Drei interessante Podiumsgäste trafen sich im Bonner Universitätsforum, um über fragile Staaten zu sprechen. Der Stargast Sigmar Gabriel war leider Opfer des Bahnstreiks und wurde entschuldigt. Schade, denn den ex-Bundesaußenminister hätte ich gerne gehört.

Thomas Brillisauer, Offizier, ehemaliger Militärattaché in Zentral- und Westafrika, Martha Gutierrez, Leiterin Abteilung Krisen und Konfliktmanagement, Migration, Bauen (GIZ), und Prof. Dr. Conrad Schetter, Forschungsdirektor, Bonn International Center for Conversion (BICC), diskutierten zum Teil kontrovers über Staaten wie den Südsudan, Somalia, Afghanistan und den Irak.

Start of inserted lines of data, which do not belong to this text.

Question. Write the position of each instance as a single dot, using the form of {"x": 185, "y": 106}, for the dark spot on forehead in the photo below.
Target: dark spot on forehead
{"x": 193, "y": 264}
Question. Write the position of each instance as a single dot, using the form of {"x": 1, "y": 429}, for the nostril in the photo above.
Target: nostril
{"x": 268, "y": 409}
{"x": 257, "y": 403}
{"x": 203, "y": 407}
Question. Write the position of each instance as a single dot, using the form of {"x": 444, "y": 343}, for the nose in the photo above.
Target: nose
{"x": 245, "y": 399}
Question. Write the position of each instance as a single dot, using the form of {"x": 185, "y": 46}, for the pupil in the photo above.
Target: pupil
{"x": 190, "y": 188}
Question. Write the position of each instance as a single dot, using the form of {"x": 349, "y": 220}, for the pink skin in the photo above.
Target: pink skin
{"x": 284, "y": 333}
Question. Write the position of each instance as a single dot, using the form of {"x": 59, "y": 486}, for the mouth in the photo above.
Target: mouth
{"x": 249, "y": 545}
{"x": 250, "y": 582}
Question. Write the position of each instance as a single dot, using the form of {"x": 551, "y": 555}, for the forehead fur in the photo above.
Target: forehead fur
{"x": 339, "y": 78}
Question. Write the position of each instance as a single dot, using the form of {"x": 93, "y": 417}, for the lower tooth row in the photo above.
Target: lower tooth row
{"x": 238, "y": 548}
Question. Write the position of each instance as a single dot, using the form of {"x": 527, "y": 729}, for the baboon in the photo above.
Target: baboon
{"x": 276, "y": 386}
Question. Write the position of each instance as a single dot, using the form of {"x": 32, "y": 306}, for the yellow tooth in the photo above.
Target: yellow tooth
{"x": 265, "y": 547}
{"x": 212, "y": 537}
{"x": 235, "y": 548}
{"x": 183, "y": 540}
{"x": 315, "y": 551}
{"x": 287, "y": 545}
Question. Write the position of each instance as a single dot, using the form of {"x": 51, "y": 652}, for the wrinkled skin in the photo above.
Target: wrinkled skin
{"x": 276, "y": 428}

Auf den ersten 10 Plätzen der gescheiterten bzw. gefährdeten Staaten liegen sieben Länder aus Afrika sowie der Jemen, Syrien und Afghanistan.

Conrad Schetter machte deutlich, dass die Weltgemeinschaft nicht nur formelle sondern auch informelle Staatsstrukturen akzeptieren müsse. Zumal in einigen Fällen starke Staaten wie z..B. Russland, größere
Schwierigkeiten bereiteten als vermeintlich schwache Staaten. Als Merkmale für starke Staaten identifizierte er die lange Historie des Nationalstaates (z.B. China, Iran), eine funktionierende und wache Zivilgesellschaft sowie die Demokratie. Wobei letztere auch destabilisierend wirken könne.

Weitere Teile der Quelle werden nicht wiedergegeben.